For the 4th consecutive year, the “Fertility and Parenthood” exhibition will be held on the 2nd and 3rd September in Paris. This year it has been renamed using the English wording “Wish for a Baby”, the exhibition was previously known as “désir d’enfant (wishing for a child)”. Ever since its creation it has been the subject of controversy, since it has already allowed exhibitors, in particular foreign organisations, to promote and supply “services” which are prohibited in France and which are morally questionable, such as surrogate motherhood.
Although it provides conferences which appear interesting and balanced on painful problems such as endometriosis or the means for preserving fertility, this exhibition which on its web-site claims to be merely “a purely informative and non-commercial venue” in fact provides a sadly evident glimpse of four modern realities.
First of all, that human procreation constitutes and feeds a worldwide and colossal (in)human market. The exhibitors and speakers come from the Czech Republic, Ukraine, Spain, United States, Netherlands, Denmark, United Kingdom and also from France, of course.
Then, for several decades, and especially since the advent of in vitro fertilisation and the interference of technology on the human embryo and gametes, the biotechnologies have never ended transforming the view afforded to human procreation: life received has mutated to life fabricated, controlled and screened through genetic tests etc.
Also, that more and more, the wish for a child is in mutation. Such desire is generating a need and is being claimed now as a “right”.
Finally, this right is tending to individualise, as if procreation had become a personal attribute, a personal, individual capability, and no longer the only human function among all which is experienced as a couple, in sexual alterity.

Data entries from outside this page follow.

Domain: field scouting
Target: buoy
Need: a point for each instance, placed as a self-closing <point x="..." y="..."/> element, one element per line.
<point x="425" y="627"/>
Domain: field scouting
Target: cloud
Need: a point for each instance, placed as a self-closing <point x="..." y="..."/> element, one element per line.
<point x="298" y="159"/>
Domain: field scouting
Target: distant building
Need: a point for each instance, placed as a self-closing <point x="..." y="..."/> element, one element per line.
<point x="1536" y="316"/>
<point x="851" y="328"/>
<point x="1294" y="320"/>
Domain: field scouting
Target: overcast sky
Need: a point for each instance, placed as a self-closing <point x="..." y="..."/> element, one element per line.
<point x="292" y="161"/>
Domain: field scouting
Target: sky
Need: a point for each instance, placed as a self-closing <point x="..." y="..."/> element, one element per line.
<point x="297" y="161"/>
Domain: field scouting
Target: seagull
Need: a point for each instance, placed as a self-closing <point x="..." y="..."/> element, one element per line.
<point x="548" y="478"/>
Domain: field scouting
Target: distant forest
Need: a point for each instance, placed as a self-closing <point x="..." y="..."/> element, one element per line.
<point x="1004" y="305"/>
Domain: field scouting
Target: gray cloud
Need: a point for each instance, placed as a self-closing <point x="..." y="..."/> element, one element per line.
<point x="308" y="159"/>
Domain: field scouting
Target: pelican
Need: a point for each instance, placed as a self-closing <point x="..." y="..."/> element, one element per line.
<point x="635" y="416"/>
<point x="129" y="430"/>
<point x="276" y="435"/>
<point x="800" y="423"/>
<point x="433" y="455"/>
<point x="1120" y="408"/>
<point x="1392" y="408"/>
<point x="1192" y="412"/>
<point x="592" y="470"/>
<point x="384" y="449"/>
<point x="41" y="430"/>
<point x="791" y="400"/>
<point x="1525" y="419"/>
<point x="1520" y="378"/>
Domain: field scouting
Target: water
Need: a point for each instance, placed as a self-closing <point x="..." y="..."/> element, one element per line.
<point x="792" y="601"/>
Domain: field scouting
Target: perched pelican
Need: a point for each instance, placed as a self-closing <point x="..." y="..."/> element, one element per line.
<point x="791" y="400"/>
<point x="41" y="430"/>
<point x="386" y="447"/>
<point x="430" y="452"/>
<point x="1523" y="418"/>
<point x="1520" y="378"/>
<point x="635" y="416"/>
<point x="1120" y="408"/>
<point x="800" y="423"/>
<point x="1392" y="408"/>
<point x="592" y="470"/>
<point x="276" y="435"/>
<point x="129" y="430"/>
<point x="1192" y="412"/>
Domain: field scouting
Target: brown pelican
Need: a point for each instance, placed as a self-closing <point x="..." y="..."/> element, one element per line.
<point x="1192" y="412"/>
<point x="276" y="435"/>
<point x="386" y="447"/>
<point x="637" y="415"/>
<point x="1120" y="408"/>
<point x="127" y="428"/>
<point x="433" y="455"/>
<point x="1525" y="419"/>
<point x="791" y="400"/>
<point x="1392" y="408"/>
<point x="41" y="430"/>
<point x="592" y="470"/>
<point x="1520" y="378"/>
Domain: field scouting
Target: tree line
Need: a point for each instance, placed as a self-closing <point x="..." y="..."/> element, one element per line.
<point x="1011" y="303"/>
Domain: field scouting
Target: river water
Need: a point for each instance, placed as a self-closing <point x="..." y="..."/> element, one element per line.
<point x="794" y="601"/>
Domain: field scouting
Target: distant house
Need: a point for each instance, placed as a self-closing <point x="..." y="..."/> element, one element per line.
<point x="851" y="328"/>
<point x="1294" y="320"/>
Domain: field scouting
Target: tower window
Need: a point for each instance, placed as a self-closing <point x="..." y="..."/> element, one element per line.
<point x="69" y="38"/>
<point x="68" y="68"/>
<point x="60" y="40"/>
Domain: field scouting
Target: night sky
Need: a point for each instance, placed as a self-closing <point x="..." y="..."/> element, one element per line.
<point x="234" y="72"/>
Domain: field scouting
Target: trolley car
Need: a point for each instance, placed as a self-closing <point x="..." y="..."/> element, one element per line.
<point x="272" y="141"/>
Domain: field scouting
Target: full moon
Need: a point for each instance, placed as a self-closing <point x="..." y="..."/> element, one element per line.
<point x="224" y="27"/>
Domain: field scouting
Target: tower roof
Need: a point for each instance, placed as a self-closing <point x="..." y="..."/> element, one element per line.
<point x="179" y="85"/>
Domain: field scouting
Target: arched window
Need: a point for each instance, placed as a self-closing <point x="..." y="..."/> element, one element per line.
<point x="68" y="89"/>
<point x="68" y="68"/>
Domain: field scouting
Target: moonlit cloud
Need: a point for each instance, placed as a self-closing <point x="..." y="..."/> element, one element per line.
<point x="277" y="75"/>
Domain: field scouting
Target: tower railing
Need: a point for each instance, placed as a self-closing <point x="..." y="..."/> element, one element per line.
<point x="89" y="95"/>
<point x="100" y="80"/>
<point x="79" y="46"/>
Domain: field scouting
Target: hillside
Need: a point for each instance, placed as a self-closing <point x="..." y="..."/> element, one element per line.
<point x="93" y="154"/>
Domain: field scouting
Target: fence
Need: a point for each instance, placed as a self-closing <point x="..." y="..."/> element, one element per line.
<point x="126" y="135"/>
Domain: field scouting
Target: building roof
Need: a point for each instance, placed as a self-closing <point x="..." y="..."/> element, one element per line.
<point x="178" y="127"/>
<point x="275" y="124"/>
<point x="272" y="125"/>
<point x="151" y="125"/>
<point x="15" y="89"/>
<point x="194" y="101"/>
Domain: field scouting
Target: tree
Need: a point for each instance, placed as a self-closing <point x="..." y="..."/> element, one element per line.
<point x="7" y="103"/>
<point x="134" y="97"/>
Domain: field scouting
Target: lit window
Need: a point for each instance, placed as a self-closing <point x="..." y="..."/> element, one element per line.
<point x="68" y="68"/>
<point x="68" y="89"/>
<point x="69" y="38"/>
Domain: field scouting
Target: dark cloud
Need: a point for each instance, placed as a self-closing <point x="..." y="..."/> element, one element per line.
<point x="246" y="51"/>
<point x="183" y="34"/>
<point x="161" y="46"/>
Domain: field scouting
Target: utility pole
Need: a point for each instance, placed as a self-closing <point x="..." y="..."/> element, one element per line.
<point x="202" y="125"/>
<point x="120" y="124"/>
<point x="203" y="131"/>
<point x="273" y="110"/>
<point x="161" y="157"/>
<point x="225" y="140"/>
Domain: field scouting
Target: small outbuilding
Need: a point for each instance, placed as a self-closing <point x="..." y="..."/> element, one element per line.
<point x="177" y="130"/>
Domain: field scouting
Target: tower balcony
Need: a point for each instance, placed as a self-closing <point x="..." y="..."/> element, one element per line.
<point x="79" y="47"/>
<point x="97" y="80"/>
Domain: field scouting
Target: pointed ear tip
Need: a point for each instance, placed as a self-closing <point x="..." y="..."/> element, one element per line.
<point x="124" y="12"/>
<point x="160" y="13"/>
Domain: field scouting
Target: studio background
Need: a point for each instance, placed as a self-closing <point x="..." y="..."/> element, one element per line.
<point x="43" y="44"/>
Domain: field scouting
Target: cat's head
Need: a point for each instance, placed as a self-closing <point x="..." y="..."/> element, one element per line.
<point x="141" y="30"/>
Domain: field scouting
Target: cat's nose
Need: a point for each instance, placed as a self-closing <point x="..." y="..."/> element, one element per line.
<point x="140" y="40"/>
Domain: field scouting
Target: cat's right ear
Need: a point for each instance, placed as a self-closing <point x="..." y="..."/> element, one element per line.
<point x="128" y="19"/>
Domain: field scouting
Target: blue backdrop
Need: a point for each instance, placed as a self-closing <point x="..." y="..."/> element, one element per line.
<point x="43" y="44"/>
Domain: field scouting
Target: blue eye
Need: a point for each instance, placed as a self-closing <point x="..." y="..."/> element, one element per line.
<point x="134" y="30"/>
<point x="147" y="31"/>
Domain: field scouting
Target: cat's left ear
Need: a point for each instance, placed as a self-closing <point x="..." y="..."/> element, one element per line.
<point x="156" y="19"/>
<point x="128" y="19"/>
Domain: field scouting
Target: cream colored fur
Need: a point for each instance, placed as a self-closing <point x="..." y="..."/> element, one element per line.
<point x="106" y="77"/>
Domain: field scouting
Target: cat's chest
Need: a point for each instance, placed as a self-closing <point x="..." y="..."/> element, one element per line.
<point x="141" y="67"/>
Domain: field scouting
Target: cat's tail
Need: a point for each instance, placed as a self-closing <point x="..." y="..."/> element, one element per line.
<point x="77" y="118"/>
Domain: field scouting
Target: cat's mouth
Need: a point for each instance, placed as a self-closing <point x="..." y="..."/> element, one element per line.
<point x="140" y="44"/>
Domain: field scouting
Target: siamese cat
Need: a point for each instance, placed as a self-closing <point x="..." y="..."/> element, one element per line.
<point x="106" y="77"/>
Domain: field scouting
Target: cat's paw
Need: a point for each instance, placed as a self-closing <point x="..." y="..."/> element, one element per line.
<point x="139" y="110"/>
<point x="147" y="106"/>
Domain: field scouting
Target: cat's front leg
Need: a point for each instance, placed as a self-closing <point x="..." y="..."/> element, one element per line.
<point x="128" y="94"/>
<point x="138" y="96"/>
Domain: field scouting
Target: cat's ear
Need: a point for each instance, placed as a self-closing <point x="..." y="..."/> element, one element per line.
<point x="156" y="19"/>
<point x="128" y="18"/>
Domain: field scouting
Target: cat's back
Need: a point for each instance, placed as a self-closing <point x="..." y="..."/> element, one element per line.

For instance, Cryos International, the Danish sperm bank which “exports” worldwide, explains “how it works”. Amnios In Vitro Project, a Spanish company which offers the “ROPA method” for female couples, also known as “shared maternity”, which consists in inseminating the oocyte of one woman with a sperm donor, then implanting the embryo in the uterus of her partner… A practice which is prohibited in France. Vida Fertility Institute, a procreation clinic chain, explains how one can obtain an oocyte in Spain. Whilst “IVF Couriers”, explains how the international transportation of embryos, oocytes and gametes takes place, not to mention the sordid but brilliant survey by journalist Louise Audibert conducted in 2020. Another notable information, the widespread acceptance of technological eugenics is also featured. IVF kits with donated oocytes or double donated with Pre-implantation genetic screening of the resulting embryos obtained are presented by several foreign speakers and exhibitors. Tree of Life, a Californian company chain, which provides instruction on “the innovations in family planning: A deep immersion in the world of IVF, pre-implantation genetic screening and oocyte donation”…
It is clear to see that we have entered the era of manufacturing and marketing of the living. The human embryo, ova, sperm have all become marketable products. Artificial procreation meets wider aims than the mere response to the infertility affecting a man-woman couple of child-bearing age. It is feeding a new economy, filled with liberal values of freedom of choice and the all-powerful individual. It is a system in which the people, buyers, resources or products, become the very means enslaved in this “economy of life”.
This exhibition has a lot to say about the stakes and challenges surrounding the protection of the dignity of procreation. One can see the extent of the urgency to consider the human, to reject the fascination with the technical aspects or the market forces.